The rules were developed by John C. Slater in an attempt to construct simple analytic expressions for the atomic orbital of any electron in an atom. Specifically, for each electron in an atom, Slater wished to determine shielding constants (s) and "effective" quantum numbers (n*) such that

$\psi_{n^{*}s}(r) = r^{n^{*}-1}\exp\left(-\frac{(Z-s)r}{n^{*}}\right)$

provides a reasonable approximation to a single-electron wave function. Slater defined n* by the rule that for n = 1, 2, 3, 4, 5, 6 respectively; n* = 1, 2, 3, 3.7, 4.0 and 4.2. This was an arbitrary adjustment to fit calculated atomic energies to experimental data.

Such a form was inspired by the known wave function spectrum of hydrogen-like atoms which have the radial component

$R_{nl}(r) = r^{l}f_{nl}(r)\exp\left(-\frac{Zr}{n}\right),$

where n is the (true) principal quantum number, l the azimuthal quantum number, and f_{nl}(r) is an oscillatory polynomial with n - l - 1 nodes. Slater argued on the basis of previous calculations by Clarence Zener that the presence of radial nodes was not required to obtain a reasonable approximation. He also noted that in the asymptotic limit (far away from the nucleus), his approximate form coincides with the exact hydrogen-like wave function in the presence of a nuclear charge of Z-s and in the state with a principal quantum number n equal to his effective quantum number n*.

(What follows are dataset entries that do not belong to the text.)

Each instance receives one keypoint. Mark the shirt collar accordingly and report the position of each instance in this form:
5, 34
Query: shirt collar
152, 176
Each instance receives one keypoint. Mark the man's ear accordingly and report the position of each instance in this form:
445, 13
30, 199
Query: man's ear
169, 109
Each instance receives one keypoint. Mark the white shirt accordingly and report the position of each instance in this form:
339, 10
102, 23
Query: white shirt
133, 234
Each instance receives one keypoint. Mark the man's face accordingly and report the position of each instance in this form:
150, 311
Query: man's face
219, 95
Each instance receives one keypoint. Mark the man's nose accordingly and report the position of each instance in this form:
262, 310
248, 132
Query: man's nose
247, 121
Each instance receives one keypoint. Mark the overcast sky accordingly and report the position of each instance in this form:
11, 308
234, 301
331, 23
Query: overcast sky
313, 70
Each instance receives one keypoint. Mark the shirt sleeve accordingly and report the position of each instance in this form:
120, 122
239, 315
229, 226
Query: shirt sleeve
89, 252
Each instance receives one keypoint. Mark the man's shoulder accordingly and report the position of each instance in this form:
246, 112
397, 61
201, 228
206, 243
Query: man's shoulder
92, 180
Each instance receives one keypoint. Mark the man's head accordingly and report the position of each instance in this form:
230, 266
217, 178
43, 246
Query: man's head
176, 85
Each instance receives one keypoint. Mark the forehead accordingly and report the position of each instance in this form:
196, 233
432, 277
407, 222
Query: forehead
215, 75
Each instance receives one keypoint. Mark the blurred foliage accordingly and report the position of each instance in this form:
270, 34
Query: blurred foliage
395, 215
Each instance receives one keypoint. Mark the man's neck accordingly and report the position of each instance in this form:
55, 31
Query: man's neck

Slater then argued, again based on the work of Zener, that the total energy of a N-electron atom with a wavefunction constructed from orbitals of his form should be well approximated as

$E = -\sum_{i=1}^{N}\left(\frac{Z-s_{i}}{n^{*}_{i}}\right)^{2}.$

Using this expression for the total energy of an atom (or ion) as a function of the shielding constants and effective quantum numbers, Slater was able to compose rules such that spectral energies calculated agree reasonably well with experimental values for a wide range of atoms. Using the values in the iron example above, the total energy of a neutral iron atom using this method is −2497.2 Ry, while the energy of an excited Fe^{+} cation lacking a single 1s electron is −1964.6 Ry. The difference, 532.6 Ry, can be compared to the experimental (circa 1930) K absorption limit of 524.0 Ry.